Angry Post

I apologize up front for this post expressing my anger. Yet, then again, I don’t apologize. Anger is an important emotion and I need to be honest with myself, that I’m angry.

My local radio talk show this morning, is discussing a recent report on hydroxychloroquine. The report states that this controversial drug improved lives on ventilators, by 200%. Really???

When Randy was first sick, no doctor would authorize hydroxychloroquine, or even any covid related drug. He was just sent home having double pneumonia with a steroid pill and antibiotics.

When Randy was admitted to the hospital, no doctor or pharmacist would authorize hydroxychloroquine. The doctor prescribed remdisivir, but the pharmacist would not approve it for Randy. That was a battle of dates and timing, which we finally won.

When Randy was intubated, no doctor would prescribe hydroxychloroquine as treatment for a desperate patient.

All along his covid path, I begged and pleaded for hydroxychloroquine and any alternative or new medicine giving possible hope to fight off covid. All along his covid path, I was denied in my requests, while also being told that they don’t know how to treat covid best.

My anger then was explosive. My anger now is hidden. Might be time to release some hidden anger, and this new report of the excellent results from hydroxychloroquine is setting my anger free.

You might all want to avoid me until this passes…

© Copyright 2021 DonnaTheSurvivor. All rights reserved. No portion of this work/blog may be duplicated or copied without the expressed written consent of the author.

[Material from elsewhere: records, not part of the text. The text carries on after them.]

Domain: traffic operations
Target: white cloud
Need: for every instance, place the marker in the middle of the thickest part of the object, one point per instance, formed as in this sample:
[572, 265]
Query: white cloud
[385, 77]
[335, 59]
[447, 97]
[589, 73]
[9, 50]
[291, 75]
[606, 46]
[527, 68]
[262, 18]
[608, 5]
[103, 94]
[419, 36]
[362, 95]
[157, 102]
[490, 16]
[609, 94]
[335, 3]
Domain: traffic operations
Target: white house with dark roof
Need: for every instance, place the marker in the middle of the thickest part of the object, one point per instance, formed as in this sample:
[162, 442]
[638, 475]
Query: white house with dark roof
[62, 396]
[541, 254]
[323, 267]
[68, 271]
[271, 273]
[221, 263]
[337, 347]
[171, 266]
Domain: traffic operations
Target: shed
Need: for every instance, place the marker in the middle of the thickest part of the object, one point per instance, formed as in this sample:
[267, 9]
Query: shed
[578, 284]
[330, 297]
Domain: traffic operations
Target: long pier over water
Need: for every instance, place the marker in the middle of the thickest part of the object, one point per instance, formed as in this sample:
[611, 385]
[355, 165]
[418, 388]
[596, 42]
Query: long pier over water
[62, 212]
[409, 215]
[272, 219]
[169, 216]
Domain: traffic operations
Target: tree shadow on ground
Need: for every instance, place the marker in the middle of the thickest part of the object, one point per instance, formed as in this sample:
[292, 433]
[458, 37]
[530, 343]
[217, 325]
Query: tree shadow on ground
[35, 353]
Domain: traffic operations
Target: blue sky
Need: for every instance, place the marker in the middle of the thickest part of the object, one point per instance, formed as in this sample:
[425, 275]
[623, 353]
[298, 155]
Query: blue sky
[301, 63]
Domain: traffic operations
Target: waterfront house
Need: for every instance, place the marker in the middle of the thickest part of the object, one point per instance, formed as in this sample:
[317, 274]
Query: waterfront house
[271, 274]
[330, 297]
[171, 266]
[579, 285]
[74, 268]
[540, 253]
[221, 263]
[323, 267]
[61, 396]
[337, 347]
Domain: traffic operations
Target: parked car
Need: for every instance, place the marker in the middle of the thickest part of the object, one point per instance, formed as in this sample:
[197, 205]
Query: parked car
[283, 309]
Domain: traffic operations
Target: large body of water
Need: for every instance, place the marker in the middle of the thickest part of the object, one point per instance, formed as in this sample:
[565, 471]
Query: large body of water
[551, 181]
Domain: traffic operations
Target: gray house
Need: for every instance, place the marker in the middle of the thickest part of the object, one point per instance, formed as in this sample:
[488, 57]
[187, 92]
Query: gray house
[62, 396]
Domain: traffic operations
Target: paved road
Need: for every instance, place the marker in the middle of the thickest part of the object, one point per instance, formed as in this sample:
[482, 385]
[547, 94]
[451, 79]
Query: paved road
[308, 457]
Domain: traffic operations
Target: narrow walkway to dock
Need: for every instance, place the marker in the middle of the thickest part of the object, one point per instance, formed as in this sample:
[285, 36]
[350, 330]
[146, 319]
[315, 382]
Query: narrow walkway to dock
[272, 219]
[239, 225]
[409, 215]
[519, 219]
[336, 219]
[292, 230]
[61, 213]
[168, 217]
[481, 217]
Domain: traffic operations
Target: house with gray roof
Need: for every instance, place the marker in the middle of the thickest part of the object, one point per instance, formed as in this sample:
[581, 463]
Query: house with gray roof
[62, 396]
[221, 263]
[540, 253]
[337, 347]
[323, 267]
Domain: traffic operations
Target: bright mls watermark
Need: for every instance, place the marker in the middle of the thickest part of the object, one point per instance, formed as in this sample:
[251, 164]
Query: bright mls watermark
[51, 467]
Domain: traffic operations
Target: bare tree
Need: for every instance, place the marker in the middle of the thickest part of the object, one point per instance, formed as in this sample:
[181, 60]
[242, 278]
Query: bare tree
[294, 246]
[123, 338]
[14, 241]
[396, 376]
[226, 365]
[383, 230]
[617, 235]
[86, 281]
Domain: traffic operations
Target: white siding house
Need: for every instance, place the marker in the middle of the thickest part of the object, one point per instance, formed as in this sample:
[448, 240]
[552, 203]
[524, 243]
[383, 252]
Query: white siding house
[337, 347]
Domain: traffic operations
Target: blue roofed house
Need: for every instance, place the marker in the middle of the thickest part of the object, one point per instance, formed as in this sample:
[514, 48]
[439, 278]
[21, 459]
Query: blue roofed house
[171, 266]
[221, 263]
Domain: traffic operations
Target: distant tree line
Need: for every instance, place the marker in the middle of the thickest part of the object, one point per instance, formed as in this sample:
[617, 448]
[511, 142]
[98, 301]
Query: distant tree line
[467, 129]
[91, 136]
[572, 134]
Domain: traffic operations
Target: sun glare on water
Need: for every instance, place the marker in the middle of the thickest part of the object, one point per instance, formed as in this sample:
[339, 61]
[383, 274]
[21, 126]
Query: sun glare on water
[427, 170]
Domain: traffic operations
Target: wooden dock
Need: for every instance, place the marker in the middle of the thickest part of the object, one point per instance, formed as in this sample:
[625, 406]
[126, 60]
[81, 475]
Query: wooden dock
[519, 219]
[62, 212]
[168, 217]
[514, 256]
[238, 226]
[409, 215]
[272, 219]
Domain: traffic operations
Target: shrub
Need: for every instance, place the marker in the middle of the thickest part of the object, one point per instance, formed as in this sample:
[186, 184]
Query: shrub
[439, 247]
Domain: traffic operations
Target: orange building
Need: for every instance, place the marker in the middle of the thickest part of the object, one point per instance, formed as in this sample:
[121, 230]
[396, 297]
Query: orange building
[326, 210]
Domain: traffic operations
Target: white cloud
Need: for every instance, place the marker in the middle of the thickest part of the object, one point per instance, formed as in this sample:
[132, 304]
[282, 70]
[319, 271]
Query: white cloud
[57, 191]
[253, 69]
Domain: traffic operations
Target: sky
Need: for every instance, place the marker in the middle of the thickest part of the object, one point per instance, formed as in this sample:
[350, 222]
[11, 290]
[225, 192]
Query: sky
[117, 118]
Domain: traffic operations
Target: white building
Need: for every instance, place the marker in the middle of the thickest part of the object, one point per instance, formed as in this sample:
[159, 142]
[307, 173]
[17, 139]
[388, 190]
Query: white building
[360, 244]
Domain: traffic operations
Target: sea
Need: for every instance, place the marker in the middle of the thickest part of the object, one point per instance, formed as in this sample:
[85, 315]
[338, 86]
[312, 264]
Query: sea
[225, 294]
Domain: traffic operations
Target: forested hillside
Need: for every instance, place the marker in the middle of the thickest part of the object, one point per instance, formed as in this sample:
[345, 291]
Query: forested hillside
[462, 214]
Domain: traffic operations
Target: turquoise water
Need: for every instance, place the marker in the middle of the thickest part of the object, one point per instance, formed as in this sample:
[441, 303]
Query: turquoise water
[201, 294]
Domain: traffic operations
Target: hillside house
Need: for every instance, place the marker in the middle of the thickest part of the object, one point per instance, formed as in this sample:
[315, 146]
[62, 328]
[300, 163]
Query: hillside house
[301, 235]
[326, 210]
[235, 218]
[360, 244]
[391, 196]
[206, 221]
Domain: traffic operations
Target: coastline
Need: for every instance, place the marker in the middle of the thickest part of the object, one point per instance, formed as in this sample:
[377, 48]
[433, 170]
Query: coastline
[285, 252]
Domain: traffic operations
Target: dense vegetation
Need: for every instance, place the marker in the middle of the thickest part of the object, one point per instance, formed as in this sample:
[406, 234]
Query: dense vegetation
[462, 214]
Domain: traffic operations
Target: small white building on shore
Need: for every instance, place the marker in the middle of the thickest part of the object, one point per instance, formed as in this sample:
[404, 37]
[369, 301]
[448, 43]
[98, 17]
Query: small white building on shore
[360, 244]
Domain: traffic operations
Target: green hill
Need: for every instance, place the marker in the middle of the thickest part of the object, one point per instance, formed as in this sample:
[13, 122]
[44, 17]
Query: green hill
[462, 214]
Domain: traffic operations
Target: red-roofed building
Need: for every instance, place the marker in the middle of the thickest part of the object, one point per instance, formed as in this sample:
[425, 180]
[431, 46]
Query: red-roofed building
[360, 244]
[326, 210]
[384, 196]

Published by donnathesurvivor

Widowhood with Donna (Copyright 2021, 2022, 2023, 2024 All Rights Reserved)

9 thoughts on “Angry Post

  1. I can understand your anger. To know that there is something that potentially help and be denied is devastating. My husband also died in February…from a heart attack… and fortunately I didn’t have to face that kind of pressure. I am so sorry for you loss and understand how that anger and frustration tears at your heart. May God grant you some peace. Suzanne

    Liked by 1 person

    1. Oh Suzanne, my hubby died Feb 1st, so we are on the same timeline. Such a shock to both of us I’m sure. I will follow you more closely to see how you are holding up. This has been sooooooo hard for me, at times just not knowing if I can make it., and at least, struggling to know how to move forward.

      Like

      1. I agree. I was doing so well but my Irritable bowel went nuts and it has really pulled me down. I hope I am on the mend now. I also had to move from my apartment at the end of May and am living with my daughter and her family until I can move to the Independent Living place that has been part of the plan since before he died. Now it is just me and i do get to move on June 25th. Not having a place of my own has also been hard. the only thing we can do is keep on one day, one moment, one second each day. Wednesday would have been our 59th anniversary and that was hard but one more day to put behind me. Sorry for the long post but it is wonderful connecting with you.

        Liked by 1 person

        1. Yes, not having your home must be very hard. I’m struggling with being home, I keep escaping to get away from the pain there. 59th anniversary…Congratulations! We reached 30 years. I do hope the Independent Living will provide companionship for you!